15 March 2016

Motor fraud specialist warns of rise in car cloning

Investigators at anti-motor fraud specialist Asset Protection Unit (APU) have warned that car cloning could be on the increase again after a driver escaped a fine and points on his licence in the wake of proving his innocence through analysis of a hire vehicle's telematics data.

The unnamed driver, from Wembley, London, was accused of speeding in Lincoln in November last year even though the vehicle thought to be involved, a BMW 2 Series, was actually still in Wembley.

The police issued the fine of £100 and three penalty points when a vehicle was caught by a fixed speed camera in Lincoln travelling at 35 mph on a 30 mph stretch of road.

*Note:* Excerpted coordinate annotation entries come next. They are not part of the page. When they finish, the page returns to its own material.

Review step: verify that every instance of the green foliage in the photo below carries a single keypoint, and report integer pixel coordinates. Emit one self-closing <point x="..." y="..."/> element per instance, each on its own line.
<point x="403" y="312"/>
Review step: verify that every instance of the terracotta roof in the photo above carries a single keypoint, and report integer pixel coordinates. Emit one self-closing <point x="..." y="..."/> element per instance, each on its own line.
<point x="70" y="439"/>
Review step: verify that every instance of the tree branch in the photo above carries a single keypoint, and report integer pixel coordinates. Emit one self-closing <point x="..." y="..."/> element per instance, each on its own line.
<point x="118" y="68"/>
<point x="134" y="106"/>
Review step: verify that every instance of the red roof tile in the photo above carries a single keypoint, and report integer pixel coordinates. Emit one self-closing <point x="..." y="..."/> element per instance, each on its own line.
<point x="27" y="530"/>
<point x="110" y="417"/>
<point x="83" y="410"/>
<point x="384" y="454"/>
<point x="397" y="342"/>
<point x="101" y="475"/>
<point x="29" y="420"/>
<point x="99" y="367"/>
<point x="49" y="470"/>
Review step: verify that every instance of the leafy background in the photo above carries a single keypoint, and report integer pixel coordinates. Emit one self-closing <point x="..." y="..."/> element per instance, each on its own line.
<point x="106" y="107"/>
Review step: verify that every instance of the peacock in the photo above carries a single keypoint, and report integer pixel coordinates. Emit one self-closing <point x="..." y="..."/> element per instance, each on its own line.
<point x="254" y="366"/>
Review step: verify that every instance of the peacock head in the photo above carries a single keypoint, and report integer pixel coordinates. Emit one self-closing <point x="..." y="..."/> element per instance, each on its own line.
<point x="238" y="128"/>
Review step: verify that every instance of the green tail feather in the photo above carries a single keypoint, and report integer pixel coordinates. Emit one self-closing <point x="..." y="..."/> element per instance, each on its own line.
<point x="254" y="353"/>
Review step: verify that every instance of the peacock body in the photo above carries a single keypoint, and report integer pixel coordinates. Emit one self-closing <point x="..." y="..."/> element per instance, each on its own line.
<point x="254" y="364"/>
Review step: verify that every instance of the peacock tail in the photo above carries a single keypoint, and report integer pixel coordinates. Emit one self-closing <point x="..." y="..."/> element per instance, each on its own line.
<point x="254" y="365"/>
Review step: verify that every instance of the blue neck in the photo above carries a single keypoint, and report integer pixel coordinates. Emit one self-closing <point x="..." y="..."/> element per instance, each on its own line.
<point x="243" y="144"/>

However, the rental car was equipped with a telematics device which proved the vehicle was in fact located over 150 miles away at the time of the alleged offence, meaning the vehicle had been cloned.

Data generated by the telematics device was interrogated by APU experts who wrote to the police to provide evidence in support of the driver’s denial he was at the wheel. The police later dropped the case.

Neil Thomas, director of investigative services at APU, said: ‘It’s very satisfying to help out innocent motorists of course, but the real worry here is that it’s almost certain the vehicle in question has been cloned.

‘We’ve seen a number of similar cases surface recently and the worry is that cloning could be back on the rise again.

‘It’s usually linked to large-scale organised crime, and it’s hard to stamp out because the clone is registered to the innocent owner’s address so you have to catch the crooks out on the road.

‘However, we believe criminals are increasingly using cloned cars so that innocent drivers shoulder the blame for their inexcusable driving.’

Car cloning is a serious offence which involves the theft of a vehicle’s identity including the registration number and vehicle identification number (VIN). Those details can be used on other similar vehicles, which are then sold for profit or utilised for petty theft or organised crime.

It is thought thousands of vehicles are cloned annually, costing motorists hundreds of thousands of pounds in fines while enabling criminals to break the law at will and get away with it.